Sincères condoléances à toute sa famille. J’ai connu ce dynamique jeune bourgeois, fils de médecin, Jacques Hébert. Un type épatant, courageux, enthousiaste, très ouvert au progrès et décidé à combattre « certaines » noirceurs québécoises, car il n’y a jamais eu, ici, de « Grande noirceur », cette foutaise fut une exagération faisant l’affaire d’esprits au  gauchisme très pressé, au sauvage, ingrat et aveugle anticléricalisme comme automatique. Ce jeune Hébert dirigeait un hebdo fort utile, hélas à public confidentiel, « Vrai ».Avec d’autres jeunes progressistes, j’y collaborai un peu avec joie.
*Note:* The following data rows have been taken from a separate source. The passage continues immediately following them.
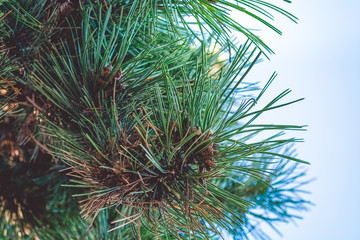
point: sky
(319, 59)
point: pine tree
(120, 119)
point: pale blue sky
(319, 59)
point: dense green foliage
(119, 120)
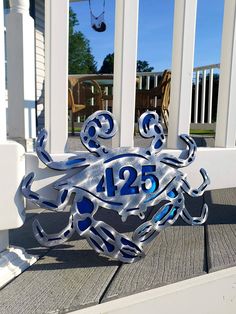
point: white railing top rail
(200, 68)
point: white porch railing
(202, 106)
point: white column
(210, 94)
(4, 239)
(2, 79)
(126, 30)
(196, 98)
(226, 113)
(182, 69)
(56, 73)
(21, 73)
(203, 96)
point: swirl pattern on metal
(126, 180)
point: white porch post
(182, 69)
(2, 79)
(226, 113)
(56, 74)
(12, 168)
(4, 239)
(126, 30)
(21, 74)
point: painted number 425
(149, 182)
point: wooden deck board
(67, 277)
(221, 229)
(176, 254)
(72, 276)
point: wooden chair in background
(155, 99)
(73, 109)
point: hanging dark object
(97, 22)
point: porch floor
(73, 276)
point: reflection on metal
(125, 180)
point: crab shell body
(127, 180)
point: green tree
(108, 64)
(143, 66)
(81, 59)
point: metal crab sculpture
(126, 180)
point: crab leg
(102, 237)
(149, 127)
(99, 125)
(165, 217)
(200, 190)
(180, 162)
(58, 205)
(53, 239)
(195, 220)
(44, 156)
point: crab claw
(194, 221)
(26, 184)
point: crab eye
(172, 194)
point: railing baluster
(92, 99)
(210, 93)
(148, 82)
(203, 96)
(182, 67)
(155, 85)
(106, 101)
(226, 112)
(140, 82)
(196, 98)
(2, 79)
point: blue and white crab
(126, 180)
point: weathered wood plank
(176, 254)
(68, 277)
(221, 229)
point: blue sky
(155, 30)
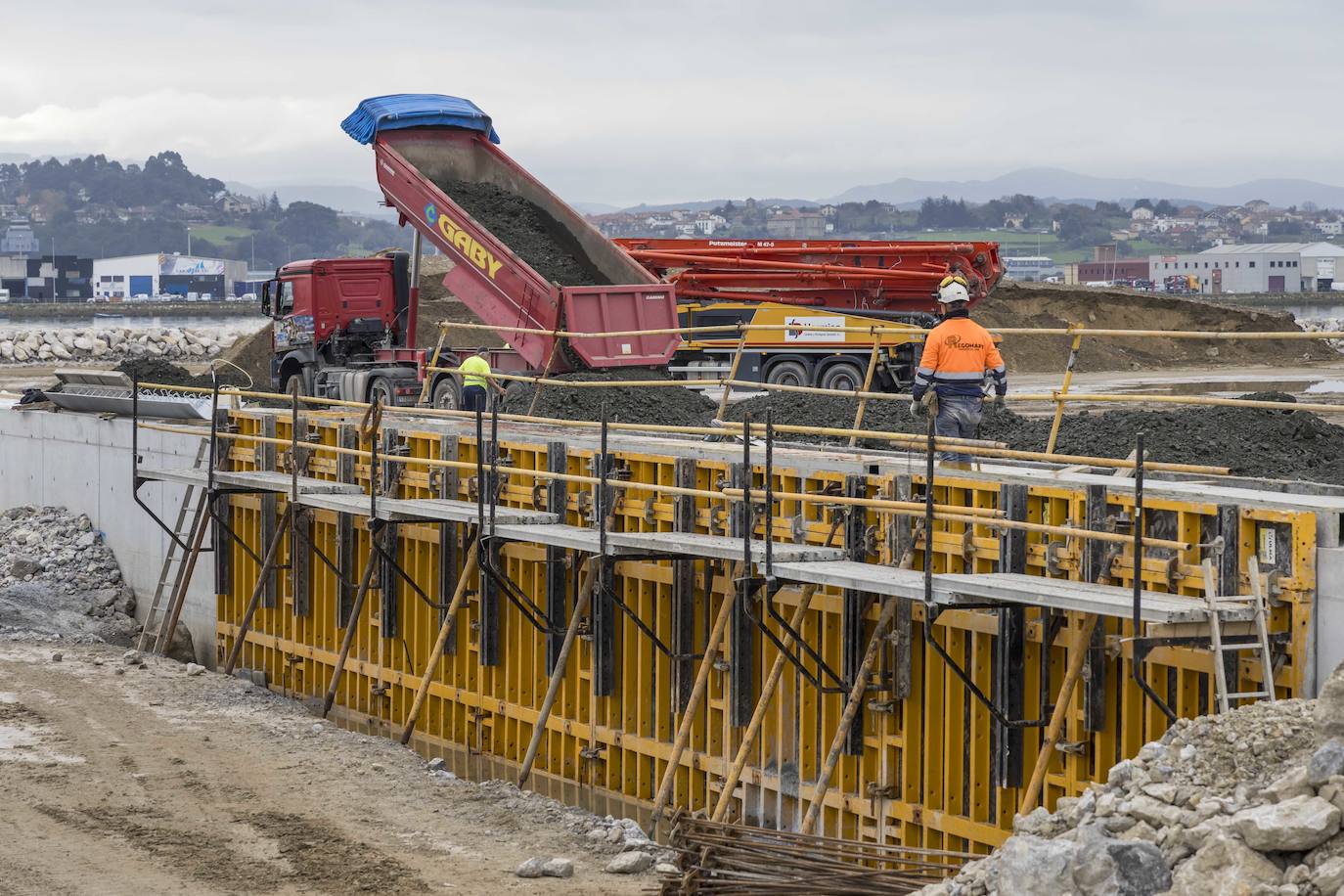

Un bon jour, un fameux jour, un riche imprimeur de la rue Amherst, Edgar Lespérance, lui installait en toute confiance une maison d’édition. Naissaient alors les indispensables Éditions de l’Homme. Jacques, reporter transformé en éditeur, y fabriqua des livres, parfois utiles, souvent essentiels, qui dérangeaient l’establishment conservateur très souvent. Par la suite, je le vis se métamorphoser, sans grands moyens pourtant, en éditeur indépendant. Rue Saint-Denis, sa maison suractive, –avec un lancement tous les mercredis un temps-  se nommait « Les éditions du Jour ». Ce fut le vrai commencement d’un monde du livre enfin très vivant grâce à lui. Y travaillèrent un André Major, un Victor Lévy-Beaulieu. En 1968, Hébert accepta mon manuscrit « Rimbaud mon beau salaud » et le ré-éditait même. Rares à l’époque, Hébert était un éditeur qui versait rapidement nos royalties.

Cet homme actif habitait à Beloeil dans un neuve coopérative verte, là où naquit son fils devenu bon romancier. Jacques, on le sait, s’engagera par la suite dans des mouvements qu’il fondait, où la jeunesse retrouvait de l’idéal, des apprentissages intéressants. Fidèle à son ami de jeunesse, l’anti-nationaliste Pierre Elliot-Trudeau, il joignit la lutte -à Cité Libre et au Parti libéral fédéral- contre le renouveau nationaliste, tel celui du groupe Parti-Pris, ce sera, hélas, une brutale rupture avec plusieurs. Je le regrettais tant cet homme avait du cran, du panache. C’est le moment d’affirmer que ses compagnons de lutte, esprits forts aux tempéraments fervents, auraient pu contribuer à faire advenir encore plus rapidement un nouveau Québec. Quand je discutais avec eux, avec Jean Marchand lors de la célèbre grève de Radio-Canadien en 1958, avec Gérard Pelletier, mon patron de presse en 1961, je découvrais qu’ils étaient, ces aînés, marqués à jamais par l’haïssable duplessisme. Rien à faire : pour eux, notre nationalisme très social-démocrate pourtant et clairement laïc, allait tôt ou tard sombrer dans un néo–duplessisme.

Quoi qu’il en soit, Jacques Hébert restera une figure de batailleur important.